The AI Race Has Reached Its Pivotal Moment
- Thomas Yin
- 14 hours ago
- 10 min read

In 2014, Google announced its $500 million dollar acquisition of DeepMind, a London-based AI research startup as part of ongoing efforts to invest in the then-incipient Machine Learning market, fueled by the ever-increasing availability of powerful compute as dictated by Moore’s Law. Just a year later, in 2015, a joint partnership between some of the most high-profile investors in Silicon Valley, including Peter Thiel and Elon Musk, produced OpenAI, a fledgling AI lab that would eventually partner with Microsoft in 2019 and introduce LLM-based chatbots to the general public. Finally, Amazon, after a few long years of avoiding the so-called AI race between the various tech powerhouses, decided to form a strategic alliance with the AI development company and AI Ethics research lab Anthropic by means of a $4 billion dollar investment and compute partnership.
For the first few years of the labs’ coexistence in the tech market, their efforts at competition were restricted to sparse publishing of research papers and a limited attempt at commercializing AI products. This period of casual research, where AI companies were still considered long-term investments producing research alongside universities and slowly advancing the field of machine learning, was quickly and decisively broken by OpenAI’s quick rise of popularity thanks to the viral spread of ChatGPT through the internet in late 2019. What followed was a complicated period of power transfers, shifting priorities, solidifying allegiances, and, above all, a race to keep building the most powerful AI model possible. With advancements getting faster and faster, we are at a status shift for the ongoing AI race—what happens now is more important than ever. In this article, we seek to explain and explore the nature and consequences of the “pivotal moment” of the AI race.
Setting the Stage
To start off my analysis, I would like to acknowledge that there are far more than three AI companies: whether it be other AI development programs like xAI or startups applying AI to a specific field, there are an endless number of successful yet comparatively small players in the AI industry. To understand why I discount them, consider the definition of “winning” the AI race—creating AGI before other companies so that it can reproduce itself at a sufficiently higher rate than the efforts of competitors to advance their technology.

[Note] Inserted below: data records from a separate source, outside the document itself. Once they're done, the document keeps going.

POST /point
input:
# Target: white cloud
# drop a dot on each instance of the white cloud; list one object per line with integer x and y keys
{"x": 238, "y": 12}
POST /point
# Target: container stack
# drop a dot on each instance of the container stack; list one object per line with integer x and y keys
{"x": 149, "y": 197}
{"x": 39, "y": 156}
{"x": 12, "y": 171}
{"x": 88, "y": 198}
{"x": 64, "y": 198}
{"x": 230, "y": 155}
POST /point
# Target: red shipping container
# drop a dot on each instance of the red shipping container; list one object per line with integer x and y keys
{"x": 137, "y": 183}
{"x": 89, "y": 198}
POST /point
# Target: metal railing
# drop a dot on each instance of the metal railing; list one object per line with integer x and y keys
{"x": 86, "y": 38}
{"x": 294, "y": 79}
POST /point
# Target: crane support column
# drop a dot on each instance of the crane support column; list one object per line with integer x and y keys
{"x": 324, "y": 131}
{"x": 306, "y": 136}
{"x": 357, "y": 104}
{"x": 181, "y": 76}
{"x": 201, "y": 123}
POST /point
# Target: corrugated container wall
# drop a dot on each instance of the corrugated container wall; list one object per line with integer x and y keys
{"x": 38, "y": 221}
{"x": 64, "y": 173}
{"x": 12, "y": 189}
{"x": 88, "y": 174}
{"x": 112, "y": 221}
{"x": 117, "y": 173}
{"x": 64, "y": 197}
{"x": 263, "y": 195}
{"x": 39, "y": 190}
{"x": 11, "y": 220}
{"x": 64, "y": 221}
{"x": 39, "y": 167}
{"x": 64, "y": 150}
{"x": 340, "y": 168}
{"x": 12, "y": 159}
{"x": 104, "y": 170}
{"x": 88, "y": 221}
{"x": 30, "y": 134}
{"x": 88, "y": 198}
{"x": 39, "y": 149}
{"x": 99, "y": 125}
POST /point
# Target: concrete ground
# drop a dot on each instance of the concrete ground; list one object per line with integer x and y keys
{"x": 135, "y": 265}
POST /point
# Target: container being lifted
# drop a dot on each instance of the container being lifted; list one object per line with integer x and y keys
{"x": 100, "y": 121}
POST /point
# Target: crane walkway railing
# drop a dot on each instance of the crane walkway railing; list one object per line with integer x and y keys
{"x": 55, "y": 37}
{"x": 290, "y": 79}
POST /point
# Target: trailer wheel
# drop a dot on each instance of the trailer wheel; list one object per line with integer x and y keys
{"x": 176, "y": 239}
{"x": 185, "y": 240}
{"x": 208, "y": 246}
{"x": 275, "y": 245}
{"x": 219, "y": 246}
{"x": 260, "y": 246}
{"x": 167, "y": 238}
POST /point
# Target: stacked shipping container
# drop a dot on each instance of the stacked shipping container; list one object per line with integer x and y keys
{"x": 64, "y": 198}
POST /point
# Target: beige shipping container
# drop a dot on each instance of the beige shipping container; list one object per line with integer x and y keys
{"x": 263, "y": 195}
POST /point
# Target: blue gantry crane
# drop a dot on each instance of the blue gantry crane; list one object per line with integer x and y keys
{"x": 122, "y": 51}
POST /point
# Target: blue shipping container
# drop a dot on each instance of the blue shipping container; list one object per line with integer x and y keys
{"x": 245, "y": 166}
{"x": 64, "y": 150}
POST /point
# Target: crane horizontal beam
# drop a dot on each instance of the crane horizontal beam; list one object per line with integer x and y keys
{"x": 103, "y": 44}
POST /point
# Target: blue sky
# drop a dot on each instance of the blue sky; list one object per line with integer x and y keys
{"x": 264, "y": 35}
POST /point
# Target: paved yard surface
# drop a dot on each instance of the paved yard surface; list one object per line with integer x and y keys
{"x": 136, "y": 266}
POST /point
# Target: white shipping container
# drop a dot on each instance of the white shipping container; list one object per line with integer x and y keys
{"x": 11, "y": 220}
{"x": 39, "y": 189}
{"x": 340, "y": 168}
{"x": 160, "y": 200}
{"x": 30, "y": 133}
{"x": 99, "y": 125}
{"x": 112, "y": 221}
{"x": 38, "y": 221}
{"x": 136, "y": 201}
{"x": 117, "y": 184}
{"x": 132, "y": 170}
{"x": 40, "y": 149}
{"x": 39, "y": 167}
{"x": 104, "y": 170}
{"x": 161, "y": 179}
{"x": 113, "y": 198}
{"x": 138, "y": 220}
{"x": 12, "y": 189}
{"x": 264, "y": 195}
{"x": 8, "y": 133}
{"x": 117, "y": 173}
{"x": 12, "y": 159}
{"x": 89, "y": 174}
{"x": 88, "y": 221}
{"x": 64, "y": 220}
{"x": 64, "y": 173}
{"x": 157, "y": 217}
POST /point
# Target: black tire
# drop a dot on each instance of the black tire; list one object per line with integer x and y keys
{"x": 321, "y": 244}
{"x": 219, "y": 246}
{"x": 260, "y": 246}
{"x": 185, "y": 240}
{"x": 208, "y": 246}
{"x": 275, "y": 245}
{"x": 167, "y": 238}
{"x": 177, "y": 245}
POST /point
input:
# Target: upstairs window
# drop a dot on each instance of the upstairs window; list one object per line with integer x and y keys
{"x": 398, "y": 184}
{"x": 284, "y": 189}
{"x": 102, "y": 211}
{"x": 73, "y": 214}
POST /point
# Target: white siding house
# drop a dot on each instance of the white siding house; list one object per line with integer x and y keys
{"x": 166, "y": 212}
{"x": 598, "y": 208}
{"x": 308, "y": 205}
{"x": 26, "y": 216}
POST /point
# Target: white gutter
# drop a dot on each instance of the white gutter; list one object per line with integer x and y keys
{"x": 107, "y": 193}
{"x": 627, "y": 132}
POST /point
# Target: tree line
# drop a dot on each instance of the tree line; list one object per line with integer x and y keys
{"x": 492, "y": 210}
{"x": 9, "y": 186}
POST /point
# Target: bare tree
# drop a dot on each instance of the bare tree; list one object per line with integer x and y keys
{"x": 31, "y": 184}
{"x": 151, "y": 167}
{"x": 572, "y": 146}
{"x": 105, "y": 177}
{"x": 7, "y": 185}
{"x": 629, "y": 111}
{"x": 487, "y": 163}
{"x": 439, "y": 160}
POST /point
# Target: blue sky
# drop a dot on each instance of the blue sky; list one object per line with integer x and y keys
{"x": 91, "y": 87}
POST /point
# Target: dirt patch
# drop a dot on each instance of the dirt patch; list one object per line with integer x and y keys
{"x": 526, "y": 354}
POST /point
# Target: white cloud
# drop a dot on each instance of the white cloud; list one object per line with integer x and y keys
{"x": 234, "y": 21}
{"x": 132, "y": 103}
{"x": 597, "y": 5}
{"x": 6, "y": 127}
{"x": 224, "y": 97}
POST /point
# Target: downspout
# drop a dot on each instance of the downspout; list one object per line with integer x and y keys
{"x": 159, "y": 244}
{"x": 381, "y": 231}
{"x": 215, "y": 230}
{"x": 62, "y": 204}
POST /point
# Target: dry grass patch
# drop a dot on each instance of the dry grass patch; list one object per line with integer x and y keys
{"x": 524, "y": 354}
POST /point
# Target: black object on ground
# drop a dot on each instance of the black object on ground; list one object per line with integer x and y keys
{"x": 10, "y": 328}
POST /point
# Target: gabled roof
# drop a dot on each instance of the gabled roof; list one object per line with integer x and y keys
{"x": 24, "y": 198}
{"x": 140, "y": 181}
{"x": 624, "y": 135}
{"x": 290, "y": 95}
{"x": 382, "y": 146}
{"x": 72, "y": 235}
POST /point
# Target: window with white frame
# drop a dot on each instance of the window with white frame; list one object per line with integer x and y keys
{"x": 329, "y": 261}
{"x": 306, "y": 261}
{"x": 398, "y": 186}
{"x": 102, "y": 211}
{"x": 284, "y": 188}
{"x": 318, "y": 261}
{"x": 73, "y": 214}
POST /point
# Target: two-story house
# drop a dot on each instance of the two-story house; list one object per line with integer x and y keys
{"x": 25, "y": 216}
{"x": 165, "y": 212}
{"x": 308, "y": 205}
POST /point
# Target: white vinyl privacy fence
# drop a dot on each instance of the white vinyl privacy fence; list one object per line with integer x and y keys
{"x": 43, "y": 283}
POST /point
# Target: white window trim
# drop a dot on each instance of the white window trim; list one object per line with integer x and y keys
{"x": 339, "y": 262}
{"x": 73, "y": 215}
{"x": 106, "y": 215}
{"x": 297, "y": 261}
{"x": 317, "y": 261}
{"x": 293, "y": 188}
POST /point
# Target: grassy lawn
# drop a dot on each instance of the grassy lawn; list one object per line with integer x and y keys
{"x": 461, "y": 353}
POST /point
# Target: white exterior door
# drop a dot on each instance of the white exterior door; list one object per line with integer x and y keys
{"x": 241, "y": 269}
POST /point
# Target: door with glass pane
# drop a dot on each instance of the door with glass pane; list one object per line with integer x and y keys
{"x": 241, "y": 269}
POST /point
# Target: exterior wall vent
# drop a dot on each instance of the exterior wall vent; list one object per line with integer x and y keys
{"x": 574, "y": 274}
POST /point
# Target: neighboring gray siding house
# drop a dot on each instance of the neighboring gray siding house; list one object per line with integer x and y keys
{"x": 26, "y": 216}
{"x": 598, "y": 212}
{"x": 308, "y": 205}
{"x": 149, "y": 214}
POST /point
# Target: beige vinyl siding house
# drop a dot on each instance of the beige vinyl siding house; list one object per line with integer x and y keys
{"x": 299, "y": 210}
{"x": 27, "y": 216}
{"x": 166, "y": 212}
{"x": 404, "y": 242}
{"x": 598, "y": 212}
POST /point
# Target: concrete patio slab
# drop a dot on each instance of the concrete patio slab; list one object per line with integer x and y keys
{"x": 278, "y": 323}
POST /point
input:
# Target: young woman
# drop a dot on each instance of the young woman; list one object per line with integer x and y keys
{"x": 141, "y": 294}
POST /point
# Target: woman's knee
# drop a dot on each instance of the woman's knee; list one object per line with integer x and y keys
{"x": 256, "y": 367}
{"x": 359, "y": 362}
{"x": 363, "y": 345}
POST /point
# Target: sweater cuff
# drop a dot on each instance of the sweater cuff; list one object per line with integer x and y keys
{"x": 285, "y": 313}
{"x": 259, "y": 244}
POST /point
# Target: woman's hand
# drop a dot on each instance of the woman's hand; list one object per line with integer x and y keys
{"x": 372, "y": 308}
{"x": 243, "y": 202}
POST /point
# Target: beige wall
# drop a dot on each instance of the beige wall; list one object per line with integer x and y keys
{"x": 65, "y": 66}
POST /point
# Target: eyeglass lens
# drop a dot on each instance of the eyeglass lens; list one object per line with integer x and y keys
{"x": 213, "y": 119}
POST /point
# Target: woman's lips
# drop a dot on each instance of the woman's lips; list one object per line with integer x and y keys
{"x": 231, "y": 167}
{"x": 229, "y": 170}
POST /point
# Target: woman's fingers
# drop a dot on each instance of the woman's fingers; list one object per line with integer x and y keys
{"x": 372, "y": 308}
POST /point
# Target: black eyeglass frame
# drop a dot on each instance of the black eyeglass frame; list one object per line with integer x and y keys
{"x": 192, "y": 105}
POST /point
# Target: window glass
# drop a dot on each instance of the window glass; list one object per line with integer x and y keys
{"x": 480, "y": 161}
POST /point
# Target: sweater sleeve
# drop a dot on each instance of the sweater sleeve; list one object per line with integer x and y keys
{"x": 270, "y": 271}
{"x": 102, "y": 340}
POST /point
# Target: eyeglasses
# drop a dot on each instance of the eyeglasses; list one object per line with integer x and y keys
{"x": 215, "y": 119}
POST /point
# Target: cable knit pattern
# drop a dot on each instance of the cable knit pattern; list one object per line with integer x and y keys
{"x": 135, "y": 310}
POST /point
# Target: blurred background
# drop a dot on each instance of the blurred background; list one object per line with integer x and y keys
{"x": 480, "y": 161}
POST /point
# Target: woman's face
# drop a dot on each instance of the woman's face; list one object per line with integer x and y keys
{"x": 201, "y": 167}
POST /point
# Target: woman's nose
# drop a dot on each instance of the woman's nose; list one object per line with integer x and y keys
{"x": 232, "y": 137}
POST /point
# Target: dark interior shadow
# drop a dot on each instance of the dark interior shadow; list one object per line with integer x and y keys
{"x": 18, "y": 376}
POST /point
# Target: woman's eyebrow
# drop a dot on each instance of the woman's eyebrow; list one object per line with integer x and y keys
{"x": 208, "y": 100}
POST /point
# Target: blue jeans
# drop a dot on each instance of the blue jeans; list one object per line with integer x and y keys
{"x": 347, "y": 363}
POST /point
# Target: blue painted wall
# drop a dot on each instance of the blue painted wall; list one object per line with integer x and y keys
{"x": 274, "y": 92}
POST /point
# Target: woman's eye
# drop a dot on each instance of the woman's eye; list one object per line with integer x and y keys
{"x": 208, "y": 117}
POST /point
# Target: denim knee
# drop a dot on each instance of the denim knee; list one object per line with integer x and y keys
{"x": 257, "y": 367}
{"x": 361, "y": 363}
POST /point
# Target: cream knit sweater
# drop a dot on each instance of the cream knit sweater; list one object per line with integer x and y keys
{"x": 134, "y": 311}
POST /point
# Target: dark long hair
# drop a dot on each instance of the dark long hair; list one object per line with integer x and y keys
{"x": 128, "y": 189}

I have chosen to include the three biggest and most well-equipped AI companies—Google DeepMind, Anthropic, and OpenAI—because I believe they have the highest chance of staying at or near the top of state-of-the-art AI in the near future on account of their talent and resources (more on that later). As for the smaller companies, they will doubtlessly be acquired or fall out of favor as AI becomes more agentic, generalized, and well-versed in specific applications that many smaller companies have become based around.
In fact, for a year or two, OpenAI dominated the AI industry, releasing new iterations of ChatGPT back-to-back, each promising greater capabilities for both laymen and professionals, giving OpenAI a huge advantage as it accumulated a large base of consumers as well as more investment for its for-profit branch. Interestingly enough, Google, a tech company with a very stable cloud compute system and massive amounts of financial and human capital resources, didn’t introduce a chatbot to challenge ChatGPT until 2023, almost a year after the platform’s peak popularity. Google Bard was intended to challenge OpenAI’s rival model, yet it fell short for many reasons. First of all, Google was still reeling from a critical flaw in the way that it produced AI products. While, as previously mentioned, many AI companies prioritized research, and Google’s two AI research divisions (Google Brain and Google DeepMind) worked distinctly on many projects that didn’t have a defined pipeline from R&D to commercialization, unlike ChatGPT, which already had a robust framework for pushing newer, more capable models to users the moment they released. It’s not an exaggeration, therefore, to say that although Google’s divisions both produced groundbreaking research (Google Brain was responsible for developing the Transformer AI architecture, the backbone of LLMs like ChatGPT; Google DeepMind eventually won a nobel prize for its research in using Reinforcement Learning to develop protein folding predictions using the AlphaZero RL framework), the top brass at Google failed to implement actions that would allow Google (and the public, for that matter) to benefit from these discoveries. Furthermore, the divide between the company’s top AI research teams meant that compute and human effort had to be distributed across many different projects, while OpenAI, even though it still maintained other services like DALL-E and Codex at the time, poured most of its resources on its flagship product, proving the necessity and effectiveness of betting it all.
Google’s inaction does not change the fact that it is one of the most powerful tech companies in the world. Apparently alarmed by OpenAI’s rapid success (and probably the fact that Microsoft is behind the emergent AI startup), Google made several changes to streamline production processes. To address the two points discussed above, Google officially merged the Google Brain and Google DeepMind teams into a unified division under the DeepMind name in March 2023, leading to sweeping reforms and the rapid expansion and conglomeration of the division’s top talent into a now-unified Bard team. It’s also important to know that these actions was not entirely due to Google’s newfound desire to compete with OpenAI in the chatbot market, but also as a result of an overall increase in prevalence of the idea of a general-use LLM. Whereas previous models (like BERT or Stable Diffusion) were rather specialized (NLP and image generation specifically), the rise of multimodality as well as the introduction of the MoE (Mixture of Experts) paradigm probably helped convince Google to ditch the idea of five separate models that could do five things in favor of the idea of one powerful model that could still do those five things.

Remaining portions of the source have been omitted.